If British churches try to persuade the 60 percent to go to church by offering cool music, new friends, or large events, they will be unsuccessful. It is impossible to compete with the allure of video games, TV, and secular concerts.

Although Christianity in America is a long way from its status in Britain, we can still learn from the missional principles described in Everyday Church. In order to show God’s love to non-Christians, the authors argue, our purpose is twofold.

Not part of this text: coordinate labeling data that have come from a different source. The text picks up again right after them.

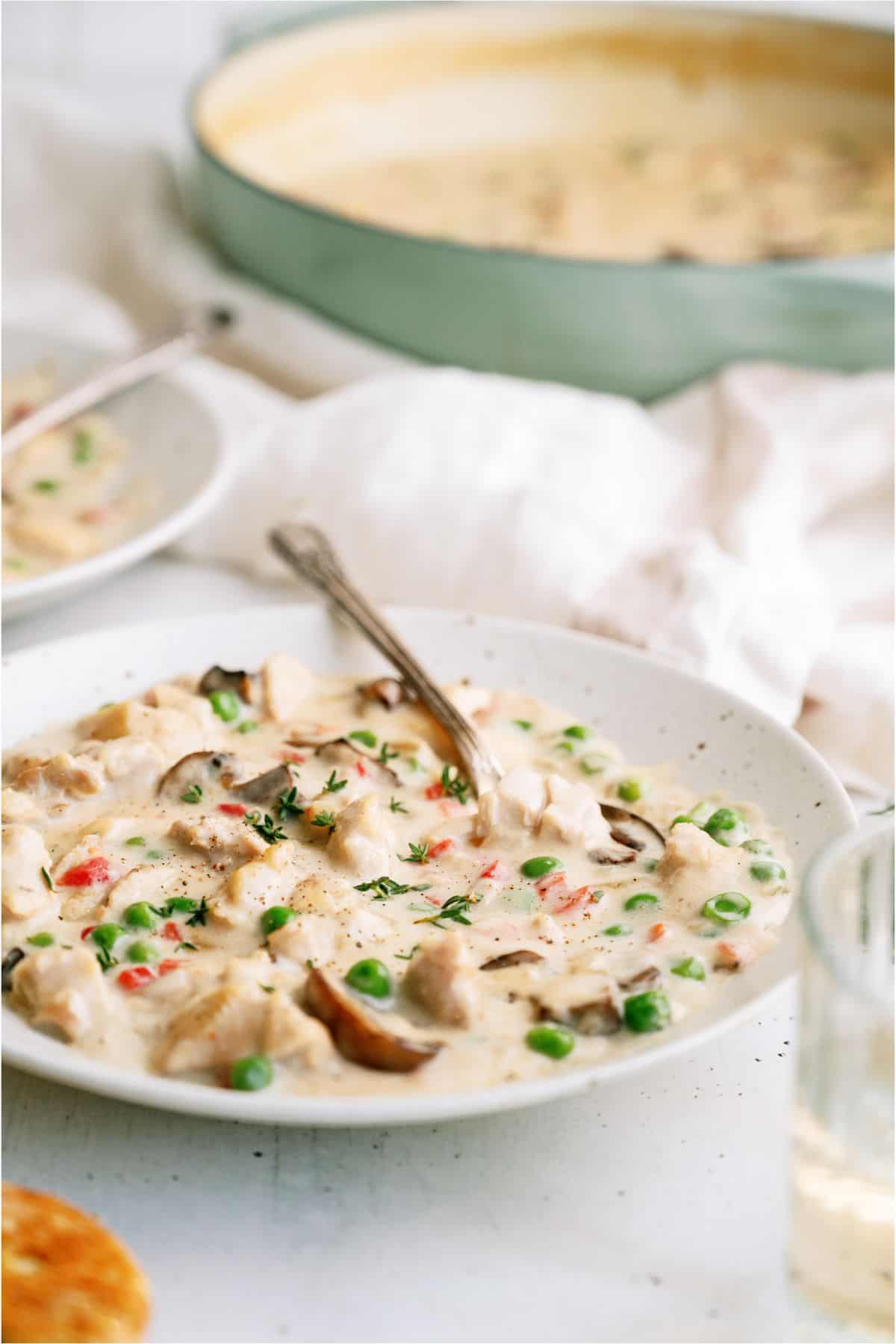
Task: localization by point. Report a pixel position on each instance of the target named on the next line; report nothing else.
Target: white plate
(173, 443)
(653, 712)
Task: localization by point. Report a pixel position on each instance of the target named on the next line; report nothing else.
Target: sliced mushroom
(343, 752)
(644, 980)
(267, 788)
(202, 768)
(245, 685)
(388, 691)
(633, 831)
(523, 957)
(588, 1003)
(356, 1035)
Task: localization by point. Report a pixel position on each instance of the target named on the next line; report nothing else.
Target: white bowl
(173, 443)
(655, 712)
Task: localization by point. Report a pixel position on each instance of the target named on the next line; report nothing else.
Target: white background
(652, 1210)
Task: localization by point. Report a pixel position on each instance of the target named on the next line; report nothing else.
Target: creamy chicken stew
(630, 199)
(65, 494)
(282, 878)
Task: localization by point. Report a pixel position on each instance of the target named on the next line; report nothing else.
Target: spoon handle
(309, 553)
(152, 356)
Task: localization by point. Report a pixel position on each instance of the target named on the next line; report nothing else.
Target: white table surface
(648, 1210)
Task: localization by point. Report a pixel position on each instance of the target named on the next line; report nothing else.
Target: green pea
(541, 866)
(143, 952)
(107, 936)
(768, 873)
(551, 1041)
(82, 447)
(689, 969)
(252, 1073)
(276, 918)
(641, 898)
(226, 705)
(647, 1012)
(729, 907)
(727, 827)
(370, 977)
(141, 915)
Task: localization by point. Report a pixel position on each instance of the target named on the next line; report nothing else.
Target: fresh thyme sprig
(289, 806)
(453, 785)
(455, 909)
(267, 828)
(386, 887)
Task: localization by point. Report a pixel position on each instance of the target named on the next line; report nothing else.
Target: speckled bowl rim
(38, 1054)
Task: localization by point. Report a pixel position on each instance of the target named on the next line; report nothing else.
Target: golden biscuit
(65, 1278)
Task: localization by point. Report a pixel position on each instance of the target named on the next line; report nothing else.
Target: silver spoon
(152, 356)
(309, 553)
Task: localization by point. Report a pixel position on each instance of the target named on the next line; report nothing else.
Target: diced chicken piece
(225, 840)
(308, 939)
(469, 699)
(173, 730)
(287, 685)
(72, 776)
(687, 848)
(20, 806)
(516, 804)
(260, 883)
(81, 900)
(363, 841)
(237, 1021)
(574, 816)
(198, 707)
(442, 979)
(62, 988)
(590, 1003)
(355, 922)
(25, 890)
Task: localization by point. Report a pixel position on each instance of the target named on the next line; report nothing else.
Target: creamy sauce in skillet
(640, 199)
(190, 878)
(65, 495)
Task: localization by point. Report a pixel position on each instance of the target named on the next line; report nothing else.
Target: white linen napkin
(742, 529)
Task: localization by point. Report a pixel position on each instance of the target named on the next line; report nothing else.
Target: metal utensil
(309, 553)
(152, 356)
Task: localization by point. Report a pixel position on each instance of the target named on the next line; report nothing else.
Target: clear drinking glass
(841, 1238)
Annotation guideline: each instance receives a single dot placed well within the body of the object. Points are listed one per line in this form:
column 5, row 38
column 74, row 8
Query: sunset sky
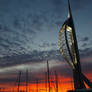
column 29, row 36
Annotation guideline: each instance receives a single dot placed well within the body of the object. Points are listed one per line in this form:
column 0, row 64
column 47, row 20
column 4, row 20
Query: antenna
column 56, row 78
column 26, row 80
column 48, row 72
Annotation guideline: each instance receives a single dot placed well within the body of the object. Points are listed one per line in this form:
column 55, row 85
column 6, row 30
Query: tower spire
column 69, row 10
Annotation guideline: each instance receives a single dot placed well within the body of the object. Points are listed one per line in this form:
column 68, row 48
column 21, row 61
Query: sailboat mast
column 48, row 75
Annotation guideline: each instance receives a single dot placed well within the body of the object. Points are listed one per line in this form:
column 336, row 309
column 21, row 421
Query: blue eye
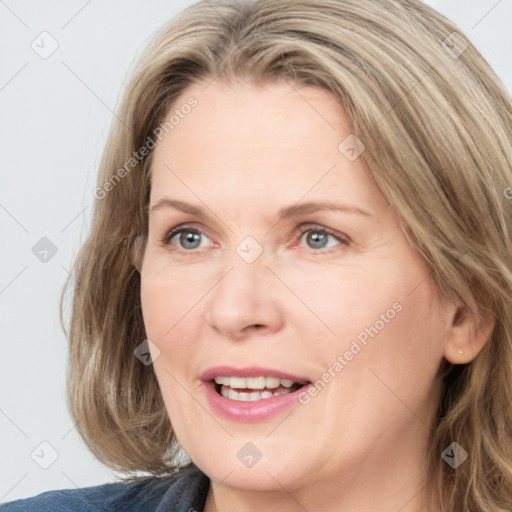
column 189, row 238
column 318, row 237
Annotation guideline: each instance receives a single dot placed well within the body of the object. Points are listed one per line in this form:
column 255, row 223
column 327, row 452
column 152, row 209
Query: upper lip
column 248, row 371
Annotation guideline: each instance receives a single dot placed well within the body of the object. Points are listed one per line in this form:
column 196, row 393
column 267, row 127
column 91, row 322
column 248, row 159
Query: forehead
column 241, row 140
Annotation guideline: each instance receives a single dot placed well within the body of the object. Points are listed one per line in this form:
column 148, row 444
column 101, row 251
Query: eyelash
column 166, row 240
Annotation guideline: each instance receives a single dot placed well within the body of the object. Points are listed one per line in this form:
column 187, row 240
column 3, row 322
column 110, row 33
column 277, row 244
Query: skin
column 242, row 154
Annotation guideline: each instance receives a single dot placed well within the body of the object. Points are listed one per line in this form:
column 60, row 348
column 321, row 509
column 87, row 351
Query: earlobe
column 467, row 336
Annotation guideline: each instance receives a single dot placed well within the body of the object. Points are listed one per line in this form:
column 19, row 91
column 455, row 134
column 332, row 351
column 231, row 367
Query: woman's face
column 264, row 286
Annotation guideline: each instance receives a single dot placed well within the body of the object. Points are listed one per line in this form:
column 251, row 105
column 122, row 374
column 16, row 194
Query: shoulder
column 181, row 491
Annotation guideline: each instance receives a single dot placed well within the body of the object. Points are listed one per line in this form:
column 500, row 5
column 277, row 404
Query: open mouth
column 252, row 389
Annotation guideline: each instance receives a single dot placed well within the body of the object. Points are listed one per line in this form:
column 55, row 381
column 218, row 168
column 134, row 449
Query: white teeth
column 254, row 382
column 241, row 396
column 272, row 382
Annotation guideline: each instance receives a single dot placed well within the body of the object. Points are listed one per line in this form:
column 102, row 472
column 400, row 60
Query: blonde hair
column 436, row 122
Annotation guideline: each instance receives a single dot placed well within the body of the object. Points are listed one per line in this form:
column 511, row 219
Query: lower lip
column 249, row 412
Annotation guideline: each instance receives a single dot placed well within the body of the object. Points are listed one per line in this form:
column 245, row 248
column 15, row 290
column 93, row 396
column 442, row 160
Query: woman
column 299, row 269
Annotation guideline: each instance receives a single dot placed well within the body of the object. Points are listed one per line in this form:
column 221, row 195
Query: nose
column 245, row 301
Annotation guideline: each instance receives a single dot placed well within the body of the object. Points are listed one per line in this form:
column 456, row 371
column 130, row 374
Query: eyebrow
column 289, row 211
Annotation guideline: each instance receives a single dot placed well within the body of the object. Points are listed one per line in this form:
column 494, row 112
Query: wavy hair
column 437, row 124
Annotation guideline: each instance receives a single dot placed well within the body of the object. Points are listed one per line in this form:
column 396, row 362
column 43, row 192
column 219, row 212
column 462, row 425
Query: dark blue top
column 181, row 492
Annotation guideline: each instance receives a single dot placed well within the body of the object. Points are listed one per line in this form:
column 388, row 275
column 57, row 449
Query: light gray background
column 55, row 116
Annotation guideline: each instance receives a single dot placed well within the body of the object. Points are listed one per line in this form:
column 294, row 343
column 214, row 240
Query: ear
column 136, row 249
column 467, row 335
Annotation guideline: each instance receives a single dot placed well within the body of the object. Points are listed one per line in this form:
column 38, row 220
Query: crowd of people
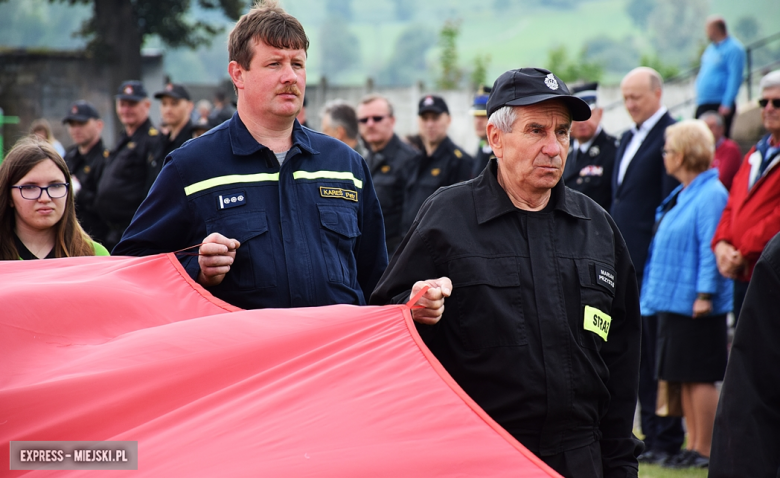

We need to let our Christian faith shine through in every aspect of our everyday lives, and we need to spend ordinary time with both Christians and non-Christians.

Even if our culture becomes more secular, we can truly “thrive at the margins,” say Chester and Timmis.

Instead of proposing new outreach programs or treating spiritual conversations as “extraordinary interventions,” the authors advocate witnessing “throughout your day as opportunities arise.” They summarize,

“It’s about sharing the gospel of God in the context of sharing our lives. (p.66)”

I recently witnessed this in action when I played Ultimate Frisbee with a collection of students on campus. They meet every Sunday from 3:00-5:00 on Fountain Mall. Anyone is welcome, regardless of skill level. Before the games began, we opened in prayer. While playing, I was blown away by the encouragement. Everyone was competitive, but never angry, critical, or condescending.

Witnessing through “Everyday Church” could be going to coffee with a friend, taking time to ask about their relationship with God. It could be making a friend a card, letting them know you are praying for them. Despite our busy schedules, we need to make an effort to invest in the lives of others. “Relationships are time intensive,” as the authors say, but God calls us to “serve one another humbly in love.” (Galatians 5:13)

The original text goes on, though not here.